Noel Berry’s recent article “Making Video Games in 2025 (without an engine)” has been making rounds on Hacker News. Noel Berry is one of the developers of Celeste, a successful and technically excellent game.

The main point of the article is that he doesn’t use big commercial engines (Unreal and Unity) because he doesn’t need most of their functionality. It’s more fun to do things on your own and have full control over them. At the same time, not using an engine does not mean you have to implement everything yourself. There is a range of frameworks for every other language with good platform support (FNA, SDL, Raylib, etc.), so that you don’t have to do the plumbing but can start developing your game right away.

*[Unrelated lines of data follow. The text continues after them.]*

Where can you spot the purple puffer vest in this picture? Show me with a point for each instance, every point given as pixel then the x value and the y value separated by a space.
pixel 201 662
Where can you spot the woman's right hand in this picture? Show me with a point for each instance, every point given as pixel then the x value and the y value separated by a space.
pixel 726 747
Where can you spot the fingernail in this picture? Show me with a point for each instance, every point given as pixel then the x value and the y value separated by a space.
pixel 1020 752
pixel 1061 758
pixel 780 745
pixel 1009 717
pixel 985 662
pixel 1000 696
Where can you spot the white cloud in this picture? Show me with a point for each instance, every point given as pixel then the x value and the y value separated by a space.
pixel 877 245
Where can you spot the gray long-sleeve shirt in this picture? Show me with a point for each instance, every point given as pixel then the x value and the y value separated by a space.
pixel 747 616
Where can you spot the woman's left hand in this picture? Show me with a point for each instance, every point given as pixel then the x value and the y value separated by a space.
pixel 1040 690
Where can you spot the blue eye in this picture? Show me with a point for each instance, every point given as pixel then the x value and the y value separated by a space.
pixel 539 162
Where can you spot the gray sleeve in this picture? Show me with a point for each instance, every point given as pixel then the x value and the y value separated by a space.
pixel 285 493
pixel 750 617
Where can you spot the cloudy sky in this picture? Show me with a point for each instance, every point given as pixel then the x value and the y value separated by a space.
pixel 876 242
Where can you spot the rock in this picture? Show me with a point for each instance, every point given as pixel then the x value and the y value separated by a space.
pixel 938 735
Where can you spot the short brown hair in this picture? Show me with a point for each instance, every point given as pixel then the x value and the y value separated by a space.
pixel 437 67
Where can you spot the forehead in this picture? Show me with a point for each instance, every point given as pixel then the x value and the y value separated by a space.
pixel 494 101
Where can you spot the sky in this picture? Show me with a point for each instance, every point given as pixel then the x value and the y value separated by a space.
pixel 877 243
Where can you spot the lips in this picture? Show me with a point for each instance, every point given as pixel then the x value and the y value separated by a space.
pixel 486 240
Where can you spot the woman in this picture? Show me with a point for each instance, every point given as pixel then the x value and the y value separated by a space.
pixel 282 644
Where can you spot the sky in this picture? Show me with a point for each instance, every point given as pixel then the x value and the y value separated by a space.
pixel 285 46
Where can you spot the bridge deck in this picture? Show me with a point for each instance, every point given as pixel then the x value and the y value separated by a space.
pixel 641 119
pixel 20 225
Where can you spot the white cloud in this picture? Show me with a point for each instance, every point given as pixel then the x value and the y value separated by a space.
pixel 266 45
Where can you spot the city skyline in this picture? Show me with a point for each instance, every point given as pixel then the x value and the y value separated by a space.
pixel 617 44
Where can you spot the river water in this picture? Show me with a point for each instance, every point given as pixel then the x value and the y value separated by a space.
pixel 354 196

Another point he makes is that if you did need advanced 3D or just less effort, Godot is a great choice because it’s truly open source and now capable enough to achieve your vision. (Last year, I wrote “Godot quickstart” following my first steps with the engine.)

Compared to Noel, I’m a complete amateur who only dabbled in game development, but the path I took with Typingvania was motivated by the same reasons. I started out prototyping in Godot, but it made things that were important to me difficult. I wanted resolution-independent GPU text rendering and easier custom binary resource access, and writing my own engine for Typingvania allowed me to do it. Just as Noel says, I used SDL to handle all the system and low-level decisions for me. Using a framework, I still had to implement all the game systems, but they were not generic plumbing — they were specific to the game I was making and only did what I needed to do, nothing more.

Which brings me to the advice in the post’s title: make your game, not an engine. I have seen several experienced gamedevs say it. A trap many beginner game developers fall into, especially if (like me) they’re coming from a programming background, is to start implementing their own game engine that would power their game. It’s “cool” and fun and a great learning opportunity. Invariably it turns into a kitchen sink project and the new game dev gets overwhelmed. Some persevere and create fairly good general-purpose engines which doesn’t bring them any closer to releasing a game. The game engine becomes their project, instead of the game they’ve been making.

If you want to actually release a game, work on the game instead of its engine. Implement only the systems you need to support what you are making. You can keep the “engine” code separate from “game” code and potentially extract the engine later (it’s how many commercial engines were born). Making a complete game engine requires hundreds of small decisions on API design, and I found I was completely inequipped to make them because I simply didn’t have the experience. However, I knew exactly how I wanted a particular element in my game to behave, and I used that to guide the implementation on the “engine” side.

Looking back, I should have stayed with Godot because at times, I found the need to implement yet another system exhausting. Now that most of the features are in place, it’s not the most ergonomic experience and I’d rather use a language more expressive than plain C, but it works and I’m happy with the result.

My final point is: do whatever you want! There is no one true way, and you don’t know before your try it for yourself. Would I have made better progress if I stayed with Godot? Maybe. But would I have made that progress if I were not motivated by building the engine tech that tickled my fancy? There’s no way to know. So just try whatever you want and have fun and see where it takes you.